# New To Forum And Seiko Question



## Big-D (Dec 14, 2008)

hello fellow horologists,

I'm new to this site, i thought i would sign up because i have a high interest in watches and have done since i can remember.

at the moment i usually wear a seiko 5M62 (will get some pictures as soon as i get some decent light) and a 5M42 0B80. i have a Fossil big tick at home and a Rotary special edition i bought for my 21st birthday. So hell to all here. nice to meet ya,

my _other_ 5M42 seiko is really old now, i got it off ebay as its out of production now (like you didnt know). My grandad has the exact same one but when i could afford to buy one i couldnt find it so i got a different one. It's a 5M42 something... part of the saphire range and it has SQ100 written on the dial. it needs a capacitor change and after trying to search around everywhere for less than Â£100 ive decided to get a tool kit and a new capacitor like other people have done here and never complained so i thought it was a good idea.

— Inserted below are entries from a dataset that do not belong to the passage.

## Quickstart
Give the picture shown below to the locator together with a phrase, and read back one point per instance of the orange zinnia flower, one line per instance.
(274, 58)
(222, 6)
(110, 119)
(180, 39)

my question is, should i get some sort of grease to lubricate the parts or should i leave that to the experts?

if i can do it myself what kind of oil do i need and where should i apply it?

thanks in advance

er PS, what does SQ100 mean? its been buggin the hell out of me for ages


----------



## pg tips (May 16, 2003)

Welcome to the forum

SQ Seiko Quartz yes it is that simple

what bits are you thinking of lubricating?


----------



## Rotundus (May 7, 2012)

there is a bloke based in cardiff who specialises in kinetic bits and bobs on flea bay.

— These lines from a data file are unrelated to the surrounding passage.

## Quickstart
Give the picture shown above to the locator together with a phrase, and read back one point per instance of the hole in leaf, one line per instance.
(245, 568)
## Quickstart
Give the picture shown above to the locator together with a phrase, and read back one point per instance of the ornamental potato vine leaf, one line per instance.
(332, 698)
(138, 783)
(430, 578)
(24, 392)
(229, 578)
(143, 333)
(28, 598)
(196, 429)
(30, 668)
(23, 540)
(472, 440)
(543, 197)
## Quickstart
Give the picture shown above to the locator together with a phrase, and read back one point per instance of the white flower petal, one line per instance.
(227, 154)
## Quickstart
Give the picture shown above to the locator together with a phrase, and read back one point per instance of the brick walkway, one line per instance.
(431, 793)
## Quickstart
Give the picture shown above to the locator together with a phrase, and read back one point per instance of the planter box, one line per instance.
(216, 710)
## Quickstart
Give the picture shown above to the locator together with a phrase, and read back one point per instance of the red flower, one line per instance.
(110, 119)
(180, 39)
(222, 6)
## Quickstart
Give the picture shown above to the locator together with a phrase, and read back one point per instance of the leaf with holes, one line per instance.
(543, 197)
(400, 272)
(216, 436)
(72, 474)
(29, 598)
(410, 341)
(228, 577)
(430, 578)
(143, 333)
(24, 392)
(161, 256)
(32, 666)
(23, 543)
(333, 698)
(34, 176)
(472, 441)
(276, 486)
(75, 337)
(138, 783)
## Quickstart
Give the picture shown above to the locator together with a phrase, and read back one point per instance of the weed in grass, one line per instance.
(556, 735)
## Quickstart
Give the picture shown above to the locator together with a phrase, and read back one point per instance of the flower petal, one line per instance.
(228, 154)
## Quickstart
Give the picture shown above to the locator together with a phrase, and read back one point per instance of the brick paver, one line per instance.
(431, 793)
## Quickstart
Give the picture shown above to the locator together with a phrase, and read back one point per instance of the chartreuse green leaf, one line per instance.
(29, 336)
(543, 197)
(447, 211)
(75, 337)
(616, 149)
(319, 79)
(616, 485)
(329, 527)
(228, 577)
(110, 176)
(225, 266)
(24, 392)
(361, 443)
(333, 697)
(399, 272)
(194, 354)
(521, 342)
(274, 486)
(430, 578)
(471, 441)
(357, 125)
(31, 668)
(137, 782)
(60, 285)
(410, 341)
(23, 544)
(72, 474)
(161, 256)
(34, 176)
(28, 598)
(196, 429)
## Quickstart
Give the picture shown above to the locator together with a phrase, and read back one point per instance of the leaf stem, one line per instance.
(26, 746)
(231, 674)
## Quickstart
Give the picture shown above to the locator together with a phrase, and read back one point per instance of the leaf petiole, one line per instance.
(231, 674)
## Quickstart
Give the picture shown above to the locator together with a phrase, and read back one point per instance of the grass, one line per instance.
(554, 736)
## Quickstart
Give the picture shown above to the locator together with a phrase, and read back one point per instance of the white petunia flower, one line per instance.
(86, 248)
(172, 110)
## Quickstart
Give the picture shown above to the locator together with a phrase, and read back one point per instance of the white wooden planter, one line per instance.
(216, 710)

he sells the cells (by the sea shore?) - ah sorry.

anyway, replacing the cell is easy if you are careful and it will cost you about 12 or 14 quid give or take.

take off the back plate and remove the rotor, and the drive wheel under it,then the clip that holds the cell then replace the cell and replace the other parts in reverse order. i think cardiff bloke also does an instruction set or will do the job for you.

you could of course always contact our host Roy and see if he can help. :rltb:

off the top of my head the 5M numbers are the cell / cap numbers not the model numbers - but i could be very wrong, it happens sometimes.

lets have some piccies when you are done...

not sure why you feel the need for lube on a kinetic - wasn't an issue for me...


----------



## Big-D (Dec 14, 2008)

> what bits are you thinking of lubricating?


well i really wasnt too sure to be honest i dont know where i should do it, i have little knowledge of watch inards and what is the best way to look after them (apart from obviously smashing them with a large otter and/or hammer)



desmondus rotundus said:


> there is a bloke based in cardiff who specialises in kinetic bits and bobs on flea bay.
> 
> he sells the cells (by the sea shore?) - ah sorry.
> 
> ...


The welshman you mentioned is the same guy im buying from.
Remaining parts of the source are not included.